Good morning and good morning — it’s been a little while since I wrote a blog post in the dark. Last week, I had a visit from my father last week, followed by a short vacation with my sweetheart to a place where I spent about 24 hours on a beach (not consecutive, but still!)
My shoulders ache this morning and you’d think I didn’t just spend a bunch of time in warm ocean water, floating and floating, staring up at the sky. There was a day when most of what I did was to drift at the shoreline, just where water meets sand, and let the small schools of fish gather around and nibble at my legs. I felt so grateful to be gathered around by these my Pisces kindred, by these little minnow-y fish with their big yellow-stained eyes.
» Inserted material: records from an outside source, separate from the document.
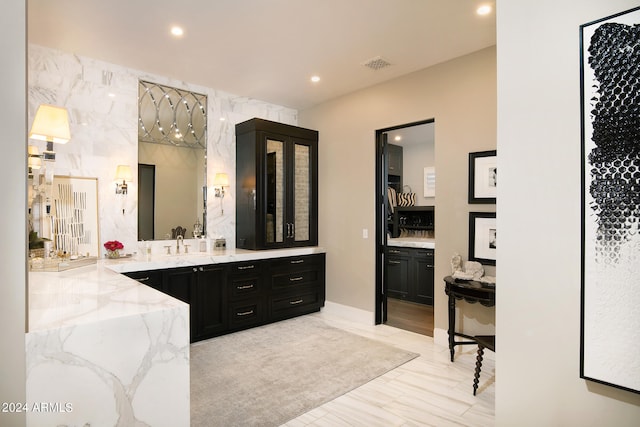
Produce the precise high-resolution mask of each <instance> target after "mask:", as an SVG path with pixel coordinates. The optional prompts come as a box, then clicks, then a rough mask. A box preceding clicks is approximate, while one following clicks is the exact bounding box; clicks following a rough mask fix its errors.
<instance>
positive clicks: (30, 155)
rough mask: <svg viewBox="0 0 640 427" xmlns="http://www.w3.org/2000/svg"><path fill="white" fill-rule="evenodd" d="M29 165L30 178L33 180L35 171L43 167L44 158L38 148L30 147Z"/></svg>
mask: <svg viewBox="0 0 640 427" xmlns="http://www.w3.org/2000/svg"><path fill="white" fill-rule="evenodd" d="M27 165H28V167H29V178H33V171H34V170H38V169H40V168H41V167H42V157H41V156H40V152H39V151H38V147H36V146H35V145H30V146H29V148H28V151H27Z"/></svg>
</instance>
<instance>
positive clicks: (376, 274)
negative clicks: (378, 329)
mask: <svg viewBox="0 0 640 427" xmlns="http://www.w3.org/2000/svg"><path fill="white" fill-rule="evenodd" d="M434 128H435V121H434V120H433V119H429V120H424V121H420V122H414V123H408V124H403V125H398V126H394V127H391V128H386V129H380V130H378V131H376V206H377V209H376V323H385V324H389V325H390V326H394V327H398V328H401V329H406V330H410V331H412V332H417V333H420V334H423V335H429V336H433V301H434V299H433V266H434V255H435V254H434V251H435V230H434V223H435V221H434V220H435V189H434V188H435V168H434V165H435V131H434Z"/></svg>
I felt welcomed. I stood or drifted in the water and they circled and circled around my body, like I was something to be contained, or investigated. One or two of the fish would break away from the school and point themselves toward my face, as though they were looking right at me. I looked back, smiling, absolutely aware that they can’t read my expressions. Still, it felt like visitation. They took little nibbles and bites out of the backs of my calves and thighs, sometimes using their teeth enough that I yelped and squirmed away.
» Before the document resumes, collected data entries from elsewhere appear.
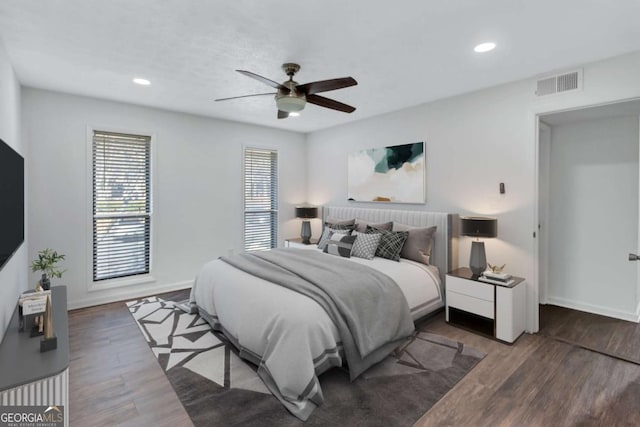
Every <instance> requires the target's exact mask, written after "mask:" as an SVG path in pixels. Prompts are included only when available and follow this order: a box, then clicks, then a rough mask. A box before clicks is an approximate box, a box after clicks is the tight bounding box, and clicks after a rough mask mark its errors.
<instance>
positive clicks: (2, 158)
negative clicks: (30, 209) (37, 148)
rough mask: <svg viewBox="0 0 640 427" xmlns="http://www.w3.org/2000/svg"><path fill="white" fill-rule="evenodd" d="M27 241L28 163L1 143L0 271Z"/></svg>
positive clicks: (4, 142) (1, 141) (0, 161)
mask: <svg viewBox="0 0 640 427" xmlns="http://www.w3.org/2000/svg"><path fill="white" fill-rule="evenodd" d="M23 241H24V159H23V158H22V156H21V155H20V154H18V153H16V152H15V151H14V150H13V148H11V147H9V146H8V145H7V144H6V143H5V142H4V141H3V140H1V139H0V270H1V269H2V267H4V265H5V264H6V263H7V261H9V258H11V256H12V255H13V254H14V253H15V251H16V250H17V249H18V248H19V247H20V245H21V244H22V242H23Z"/></svg>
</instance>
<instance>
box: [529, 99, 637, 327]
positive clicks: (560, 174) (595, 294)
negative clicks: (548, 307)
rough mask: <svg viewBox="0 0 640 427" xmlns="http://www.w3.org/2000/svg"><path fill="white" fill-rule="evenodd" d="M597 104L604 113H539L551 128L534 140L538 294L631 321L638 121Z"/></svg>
mask: <svg viewBox="0 0 640 427" xmlns="http://www.w3.org/2000/svg"><path fill="white" fill-rule="evenodd" d="M597 108H603V110H602V113H603V114H601V115H599V114H597V113H598V112H597V111H596V109H590V110H591V111H589V113H588V114H585V113H584V112H583V113H579V112H578V113H576V112H568V113H558V114H554V115H549V116H544V118H543V120H544V122H545V123H547V124H549V128H548V129H543V128H542V127H541V129H540V140H539V149H540V151H539V158H540V165H539V172H540V179H539V183H538V185H539V195H540V198H541V201H540V203H539V205H538V209H539V212H538V214H539V217H540V221H539V222H540V230H539V234H540V238H541V240H540V241H539V242H538V244H539V254H538V256H539V283H540V294H541V298H540V299H541V301H542V302H545V301H546V302H548V303H551V304H554V305H559V306H564V307H568V308H574V309H578V310H582V311H587V312H592V313H596V314H602V315H606V316H612V317H617V318H622V319H626V320H635V321H637V317H636V314H635V313H636V312H637V308H638V306H637V304H638V294H639V292H640V284H639V283H638V278H639V277H640V275H639V274H638V267H639V263H637V262H635V261H633V262H629V253H630V252H631V253H634V254H635V253H637V252H635V251H636V250H638V249H640V246H639V241H640V239H639V236H638V230H639V229H640V227H639V224H638V222H639V215H638V212H639V197H638V194H639V177H640V174H639V169H638V159H639V150H638V146H639V140H640V137H639V134H640V133H639V132H638V129H639V120H638V116H637V115H635V116H634V115H630V114H628V113H626V114H622V115H621V114H617V115H612V114H611V109H610V106H607V107H606V108H605V107H597ZM547 132H548V134H549V144H548V152H546V151H545V150H546V148H545V143H544V142H543V140H542V138H544V137H545V135H546V133H547ZM545 159H547V160H545ZM545 162H546V164H545ZM545 168H547V169H548V171H545ZM544 172H547V173H544ZM543 175H544V176H543ZM545 180H546V181H545ZM545 188H546V189H547V194H546V195H545V194H544V192H545ZM542 196H546V197H544V201H543V200H542V199H543V197H542Z"/></svg>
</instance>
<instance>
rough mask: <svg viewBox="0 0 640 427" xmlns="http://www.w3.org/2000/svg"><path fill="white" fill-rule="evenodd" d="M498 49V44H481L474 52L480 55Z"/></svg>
mask: <svg viewBox="0 0 640 427" xmlns="http://www.w3.org/2000/svg"><path fill="white" fill-rule="evenodd" d="M495 48H496V44H495V43H493V42H487V43H480V44H479V45H478V46H476V47H474V48H473V50H474V51H476V52H478V53H484V52H489V51H490V50H493V49H495Z"/></svg>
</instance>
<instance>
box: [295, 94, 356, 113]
mask: <svg viewBox="0 0 640 427" xmlns="http://www.w3.org/2000/svg"><path fill="white" fill-rule="evenodd" d="M307 102H310V103H312V104H316V105H319V106H321V107H325V108H331V109H332V110H338V111H343V112H345V113H353V112H354V111H355V110H356V108H355V107H352V106H351V105H347V104H343V103H342V102H338V101H336V100H334V99H329V98H325V97H324V96H320V95H307Z"/></svg>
I let the salt water hold me. I let the waves crashing over the barrier wall effervesce the water that I floated through, bubbling all over my skin. I got doused and dunked. I swam toward nothing. Now and again, I imagined dropping all our stories into this good and blue water — all these stories of loss and despair and fury, the stories I have been listening to since the mid-90s, the stories of very precise and particular violences. Intimate violence is always precise and particular — intimate. I let the water scour the tender belly where the stories live. I let the water lift the stories up. I let the water take them.